Un concept ambitieux : un projet pour la ville

Les nouvelles rivières urbaines présentent un potentiel à qualifier chaque point du bassin versant en fonction de ses particularités topographiques, climatiques, pédologiques, géologiques et hydrographiques. La pente des rues, les crêtes, les fonds de vallée, l’allure des versants, le séquençage de la vallée, les anciennes sources, les traces laissées par les anciens ruisseaux, le patrimoine hydrique, la qualité du sous-sol, ses nuances et particularités… donnent l’occasion de qualifier, d’un point de vue hydrique, chaque point de la ville, aujourd’hui trop souvent sans repère avec un tissu urbain devenu continu au fil du temps. La bonne compréhension de ces dimensions naturel-les et historiques du paysage urbain permettrait d’envisager des aménagements respectueux des lieux et encouragerait les habitants à renouer un contact avec une naturalité inhérente à la vallée et son patrimoine hydrique.

Au-delà de l’aspect paysager, la démarche participative et sociale fait également partie du programme de réflexion des nouvelles rivières urbaines. Si l’eau de pluie refait surface, elle ne manquera pas de susciter des débats, des tensions, des intérêts et des questions de la part des usagers et acteurs des vallées. Le projet de nouvelles rivières urbaines est donc un projet en cours d’imagination et de discussion permanentes. Il se présente sous de nombreuses facettes qui laissent penser qu’il pourrait répondre aux exigences d’un véritable projet de ville.
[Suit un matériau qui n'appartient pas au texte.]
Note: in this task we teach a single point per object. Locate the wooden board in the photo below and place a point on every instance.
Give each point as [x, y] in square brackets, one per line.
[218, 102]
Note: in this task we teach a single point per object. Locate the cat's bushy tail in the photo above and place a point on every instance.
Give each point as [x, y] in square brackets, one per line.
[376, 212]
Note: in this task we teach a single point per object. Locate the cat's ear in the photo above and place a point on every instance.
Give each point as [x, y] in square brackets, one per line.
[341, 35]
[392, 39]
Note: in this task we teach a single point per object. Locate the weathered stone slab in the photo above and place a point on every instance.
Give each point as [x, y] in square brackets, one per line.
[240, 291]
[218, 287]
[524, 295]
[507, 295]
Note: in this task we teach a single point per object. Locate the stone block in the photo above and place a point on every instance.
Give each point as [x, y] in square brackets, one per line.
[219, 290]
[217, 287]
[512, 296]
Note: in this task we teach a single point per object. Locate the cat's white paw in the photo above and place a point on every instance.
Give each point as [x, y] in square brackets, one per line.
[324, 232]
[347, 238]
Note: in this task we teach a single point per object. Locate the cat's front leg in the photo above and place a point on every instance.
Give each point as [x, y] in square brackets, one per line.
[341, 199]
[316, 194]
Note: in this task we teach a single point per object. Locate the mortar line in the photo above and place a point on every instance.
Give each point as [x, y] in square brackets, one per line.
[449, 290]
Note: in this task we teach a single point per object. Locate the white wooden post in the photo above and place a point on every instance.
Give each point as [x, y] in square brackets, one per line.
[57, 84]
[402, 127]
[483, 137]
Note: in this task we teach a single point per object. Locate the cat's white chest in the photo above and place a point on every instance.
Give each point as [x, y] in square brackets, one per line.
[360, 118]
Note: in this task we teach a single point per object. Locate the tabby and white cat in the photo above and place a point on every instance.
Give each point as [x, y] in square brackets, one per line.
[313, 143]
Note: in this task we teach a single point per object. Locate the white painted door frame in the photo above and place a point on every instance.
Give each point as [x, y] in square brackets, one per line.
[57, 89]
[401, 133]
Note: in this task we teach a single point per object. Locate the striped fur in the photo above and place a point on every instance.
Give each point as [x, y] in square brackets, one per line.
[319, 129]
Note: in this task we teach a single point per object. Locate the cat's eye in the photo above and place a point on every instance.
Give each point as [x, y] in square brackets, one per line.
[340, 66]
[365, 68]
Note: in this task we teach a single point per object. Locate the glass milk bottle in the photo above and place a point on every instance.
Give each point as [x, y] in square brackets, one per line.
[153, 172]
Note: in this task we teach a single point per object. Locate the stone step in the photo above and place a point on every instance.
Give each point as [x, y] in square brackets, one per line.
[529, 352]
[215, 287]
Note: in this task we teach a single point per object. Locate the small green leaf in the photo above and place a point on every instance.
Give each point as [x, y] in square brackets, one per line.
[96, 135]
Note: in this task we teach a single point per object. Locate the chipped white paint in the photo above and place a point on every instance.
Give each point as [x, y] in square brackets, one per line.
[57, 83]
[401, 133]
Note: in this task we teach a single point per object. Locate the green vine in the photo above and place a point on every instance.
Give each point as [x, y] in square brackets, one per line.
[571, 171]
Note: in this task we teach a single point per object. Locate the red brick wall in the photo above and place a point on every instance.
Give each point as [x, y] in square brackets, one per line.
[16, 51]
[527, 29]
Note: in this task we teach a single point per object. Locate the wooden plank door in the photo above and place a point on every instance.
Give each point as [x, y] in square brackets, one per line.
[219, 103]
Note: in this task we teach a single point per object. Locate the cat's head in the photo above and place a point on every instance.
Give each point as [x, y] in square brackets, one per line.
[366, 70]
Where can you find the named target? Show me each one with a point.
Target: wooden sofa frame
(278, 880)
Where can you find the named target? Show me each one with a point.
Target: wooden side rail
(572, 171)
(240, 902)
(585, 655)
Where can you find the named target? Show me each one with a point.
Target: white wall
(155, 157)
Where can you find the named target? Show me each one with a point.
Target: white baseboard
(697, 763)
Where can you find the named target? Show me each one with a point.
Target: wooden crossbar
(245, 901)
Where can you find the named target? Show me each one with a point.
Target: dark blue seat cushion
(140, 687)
C’est donc par la concertation large que ce projet pourra se concrétiser.

Si l’on s’en donne les moyens, le concept des nouvelles rivières est un levier pour rendre la ville plus agréable à vivre, certainement au niveau de la protection contre les inondations mais aussi au niveau de son inscription culturelle, patrimoniale et naturelle. Il est une formidable occasion de saisir un fil — ou plutôt des fils d’eau — pour transformer la ville sur le moyen et long terme.

Valérie Mahaut


[1Voir le début de ce repérage d’espaces disponibles lors de l’exposition Open Source, 6-15 juin 2008.